El gran interrogante que se plantea en este escenario es si, como dijo Kicillof, la desaceleración inflacionaria de marzo es el inicio de una estabilidad recuperada. O si, como insinúan los analistas críticos, se trata apenas de un “otoño feliz” que se disipará rápidamente.
Por lo pronto, esta segunda posición ofrece varios argumentos a tener en cuenta. Que, en realidad, se pueden sintetizar en uno solo: todas las circunstancias que actualmente están permitiendo la desaceleración inflacionaria, desaparecerán rápidamente en el corto plazo.
El primer efecto será el salarial, dado que recién a partir de mayo comenzará a sentirse en toda su potencia el incremento acordado en las últimas paritarias. Siguiendo el razonamiento del propio Kicillof, el aumento del consumo pondrá presión sobre los precios.

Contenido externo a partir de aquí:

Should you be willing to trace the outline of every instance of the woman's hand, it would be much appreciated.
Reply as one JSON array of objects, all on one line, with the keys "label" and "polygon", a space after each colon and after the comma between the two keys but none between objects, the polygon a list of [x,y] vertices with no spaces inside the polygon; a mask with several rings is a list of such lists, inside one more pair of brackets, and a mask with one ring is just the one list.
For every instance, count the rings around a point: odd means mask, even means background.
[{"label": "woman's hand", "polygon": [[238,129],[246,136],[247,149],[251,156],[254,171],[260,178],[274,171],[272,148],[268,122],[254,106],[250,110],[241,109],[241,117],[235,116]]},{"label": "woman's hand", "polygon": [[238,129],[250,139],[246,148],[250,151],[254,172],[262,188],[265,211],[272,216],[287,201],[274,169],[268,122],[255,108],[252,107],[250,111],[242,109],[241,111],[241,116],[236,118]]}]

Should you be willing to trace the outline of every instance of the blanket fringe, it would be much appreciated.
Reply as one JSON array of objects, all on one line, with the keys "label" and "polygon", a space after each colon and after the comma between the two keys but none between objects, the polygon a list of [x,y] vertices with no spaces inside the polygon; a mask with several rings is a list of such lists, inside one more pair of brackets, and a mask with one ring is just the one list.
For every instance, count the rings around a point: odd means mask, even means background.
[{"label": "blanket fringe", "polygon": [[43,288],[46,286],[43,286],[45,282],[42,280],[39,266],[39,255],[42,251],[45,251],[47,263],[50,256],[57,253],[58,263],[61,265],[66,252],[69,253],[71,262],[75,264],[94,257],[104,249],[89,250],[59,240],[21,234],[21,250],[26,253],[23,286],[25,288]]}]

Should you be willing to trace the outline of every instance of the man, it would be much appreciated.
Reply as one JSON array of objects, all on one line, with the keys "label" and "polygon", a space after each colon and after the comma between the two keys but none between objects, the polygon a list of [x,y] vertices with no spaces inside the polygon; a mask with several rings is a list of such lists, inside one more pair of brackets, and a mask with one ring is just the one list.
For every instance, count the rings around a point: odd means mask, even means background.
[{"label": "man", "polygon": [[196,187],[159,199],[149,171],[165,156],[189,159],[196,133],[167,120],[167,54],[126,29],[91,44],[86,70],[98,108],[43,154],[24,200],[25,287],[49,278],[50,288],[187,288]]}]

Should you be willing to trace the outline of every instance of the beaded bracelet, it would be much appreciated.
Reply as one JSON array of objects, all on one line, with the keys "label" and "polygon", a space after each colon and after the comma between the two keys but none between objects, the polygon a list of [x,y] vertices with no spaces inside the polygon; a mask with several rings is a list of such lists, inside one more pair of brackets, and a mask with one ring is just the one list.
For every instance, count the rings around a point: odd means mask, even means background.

“El aumento de los sueldos nominales por la estacionalidad de las paritarias, el aumento de las jubilaciones en marzo, el excedente de dólares de la cosecha gruesa e incluso el medio aguinaldo de junio inducirá mayores aumentos de emisión monetaria potenciando los desequilibrios macroeconómicos”, afirma Economía & Regiones.
Y estima que ese efecto todavía no se refleja en las estadísticas pero ya comenzó. Estima que, luego de haber contraído la base monetaria en $ 19.000 millones durante el mes de febrero, ya en marzo volvió a observarse un relajamiento de $ 4.400 millones, debido a las necesidades de financiamiento del gasto público.
También la consultora Abeceb, que dirige el ex viceministro Jorge Todesca, adelantó una visión negativa al respecto: estima que en los próximos cinco meses el Banco Central volcará al mercado $ 185.000 millones de emisión pura.
El destino de esos pesos sería la compra de divisas liquidadas por los exportadores de soja, el pago de los títulos emitidos en los últimos meses y, por cierto, la financiación al sector público.
Claro que siempre existe la posibilidad de que Fábrega intente medidas en el sentido de “secar la plaza” haciendo que esos mismos pesos regresen a las arcas del Central, pero ello implicaría altas tasas de interés, y los economistas no creen que el gobierno convalide esa medida. Pero, sobre todo, si algo preocupa es la fragilidad de la “pax cambiaria”, en la cual el Central se da el lujo de comprar lotes de a US$ 350 millones por día.
Es cierto que, si no entran tantos dólares, entonces ya no será necesario emitir pesos para comprarlos –y eso será un factor que alivie la inflación– pero, al mismo tiempo, se perderá otro de los elementos fundamentales que han permitido el “otoño feliz” del gobierno: el dólar nuevamente funcionando como ancla inflacionaria. En definitiva, Kicillof disfruta su “alivio otoñal”, pero el “tic tac” sigue sonando.